How Telehealth Can Help Mesothelioma Cancer Patients
Cancer patients should stay home as much as possible to lower their risk of coronavirus and serious complications. Due to COVID-19, telemedicine has become an important tool for high-risk cancer patients. The use of technology to connect patients and healthcare providers allows cancer patients to decrease their risk of contracting the virus.
Mesothelioma cancer patients should check with their healthcare providers about available telehealth services for:
- Non-essential doctor visits
- Routine check-ups
- Refilling prescriptions
Telehealth allows mesothelioma doctors and their patients to safely discuss treatment plans and test results.
Aside from limiting community exposure, doctors are seeing more advantages of telemedicine emerge. Patients have increased access to specialized doctors and less commuting and waiting time.
Doctors are also more protected and can reserve in-person care for patients with the highest need. For oncologists, this may mean patients in the midst of cancer treatment or those involved in life-saving clinical trials.
The Use of Telemedicine in Ongoing Cancer Clinical Trials
According to a recent statement from the National Cancer Institute (NCI), healthcare systems may have limited resources to devote to clinical trials during the pandemic.
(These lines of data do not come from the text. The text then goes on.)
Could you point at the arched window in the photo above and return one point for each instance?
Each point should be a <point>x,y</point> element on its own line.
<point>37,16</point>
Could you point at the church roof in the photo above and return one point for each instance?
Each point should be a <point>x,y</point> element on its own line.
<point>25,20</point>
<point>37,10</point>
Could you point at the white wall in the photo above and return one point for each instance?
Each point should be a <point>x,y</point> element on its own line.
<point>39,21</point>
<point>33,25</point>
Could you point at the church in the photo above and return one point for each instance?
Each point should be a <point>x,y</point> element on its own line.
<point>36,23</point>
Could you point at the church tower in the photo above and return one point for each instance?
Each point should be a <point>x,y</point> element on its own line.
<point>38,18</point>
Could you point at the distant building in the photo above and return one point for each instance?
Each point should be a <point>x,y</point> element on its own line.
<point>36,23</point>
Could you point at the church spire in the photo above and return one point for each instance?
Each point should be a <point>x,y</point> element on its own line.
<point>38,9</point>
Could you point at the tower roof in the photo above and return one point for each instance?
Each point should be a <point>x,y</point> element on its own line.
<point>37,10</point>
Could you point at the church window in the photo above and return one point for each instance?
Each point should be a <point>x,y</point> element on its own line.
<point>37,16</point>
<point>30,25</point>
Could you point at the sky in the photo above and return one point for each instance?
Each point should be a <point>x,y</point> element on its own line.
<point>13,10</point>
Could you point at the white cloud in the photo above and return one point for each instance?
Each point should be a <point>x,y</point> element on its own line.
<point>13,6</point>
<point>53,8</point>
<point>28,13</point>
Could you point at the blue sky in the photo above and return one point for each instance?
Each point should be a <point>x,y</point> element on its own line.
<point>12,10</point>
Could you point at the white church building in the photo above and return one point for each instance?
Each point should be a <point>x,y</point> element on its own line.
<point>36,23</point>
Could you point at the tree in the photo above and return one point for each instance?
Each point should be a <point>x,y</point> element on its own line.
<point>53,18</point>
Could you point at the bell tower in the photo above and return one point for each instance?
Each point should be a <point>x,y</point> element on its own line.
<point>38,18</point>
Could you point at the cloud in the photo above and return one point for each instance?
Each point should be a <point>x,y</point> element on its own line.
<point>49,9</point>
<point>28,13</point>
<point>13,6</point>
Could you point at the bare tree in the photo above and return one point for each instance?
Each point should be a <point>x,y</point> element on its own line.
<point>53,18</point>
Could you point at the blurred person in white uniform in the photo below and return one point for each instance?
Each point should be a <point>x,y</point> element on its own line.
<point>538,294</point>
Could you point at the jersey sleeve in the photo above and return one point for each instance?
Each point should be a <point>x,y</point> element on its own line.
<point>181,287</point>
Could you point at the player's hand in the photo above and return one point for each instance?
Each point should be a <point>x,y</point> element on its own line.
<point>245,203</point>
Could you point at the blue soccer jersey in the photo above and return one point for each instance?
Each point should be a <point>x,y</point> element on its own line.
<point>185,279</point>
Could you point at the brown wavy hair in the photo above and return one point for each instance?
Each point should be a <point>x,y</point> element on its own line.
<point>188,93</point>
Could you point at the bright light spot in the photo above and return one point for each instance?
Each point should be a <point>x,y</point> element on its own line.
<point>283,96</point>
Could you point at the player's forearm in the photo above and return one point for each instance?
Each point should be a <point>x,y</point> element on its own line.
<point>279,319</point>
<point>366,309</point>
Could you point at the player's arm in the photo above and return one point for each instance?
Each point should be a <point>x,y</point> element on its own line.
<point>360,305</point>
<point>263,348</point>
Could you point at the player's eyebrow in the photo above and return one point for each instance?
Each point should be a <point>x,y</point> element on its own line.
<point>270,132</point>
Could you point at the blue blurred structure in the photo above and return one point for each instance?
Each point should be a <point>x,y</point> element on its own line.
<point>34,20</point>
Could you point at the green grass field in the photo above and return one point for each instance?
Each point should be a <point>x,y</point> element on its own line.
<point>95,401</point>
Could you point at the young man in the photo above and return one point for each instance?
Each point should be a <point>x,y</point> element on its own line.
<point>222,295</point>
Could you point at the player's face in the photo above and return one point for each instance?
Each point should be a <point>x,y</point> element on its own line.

In some cases, the NCI suggests studies addressing life-threatening cancers should continue to enroll and treat patients in clinical trials.
Although some mesothelioma clinical trials have paused enrollment at this time, others continue to treat and monitor patients. Mesothelioma patients should talk with their health care team about their individual case and how to move forward with experimental treatments.
Both the NCI and the Food and Drug Administration (FDA) have released guidelines on how clinical trials should proceed during the pandemic. These administrations recommend researchers conduct virtual visits when possible.
Guidelines from the NCI also recommend using technology to coordinate with local healthcare providers. This means doctors should work with local laboratories and imaging centers to monitor patients. These partnerships would help limit travel.
The FDA also recommended sponsors make protocols more flexible and change processes to incorporate telemedicine when possible.
The Cost of Telemedicine
Some patients may be concerned with the costs associated with telehealth. The government and private insurers are working to make telemedicine more accessible and affordable.
As of March 6, 2020, Medicare will temporarily pay for doctors to administer telehealth services for patients in the United States. This means patients on Medicare can check in with their physicians without additional cost.
In the past, Medicare only covered the use of telemedicine for certain eligible patients. For example, Medicare previously covered telemedicine for patients in rural areas with minimal access to cancer centers. Any prior limitations will be lifted during the emergency period.
Additionally, some health insurers are offering incentives for telemedicine use. Insurance companies like Aetna, Blue Cross Blue Shield Association and Fidelis Care are expanding telehealth services and waiving copays for recipients. Because not every primary health provider offers telehealth services, some health coverage providers, like Fidelis, are also working with Teledoc to provide treatment online. To learn more, check out Fidelis Care’s Facebook page.
By cutting out-of-pocket costs, insurers are encouraging patients to access care from their homes as much as possible. Mesothelioma patients should contact their insurer about telehealth coverage.
Telehealth After the Pandemic
The sudden rise of COVID-19 made the world quickly shift to telehealth. Online services and virtual appointments are keeping patients out of high-risk areas like crowded waiting rooms. Doctors have noted telemedicine is an effective way to keep cancer patients safe from viruses and germs.
Expanding telehealth services now is likely to have an impact on cancer care after social distancing ends. Doctors and healthcare officials are noting the advantages, drawbacks and potential improvements of virtual care. As the United States healthcare system moves towards a new normal, the use of telemedicine is expected to increase.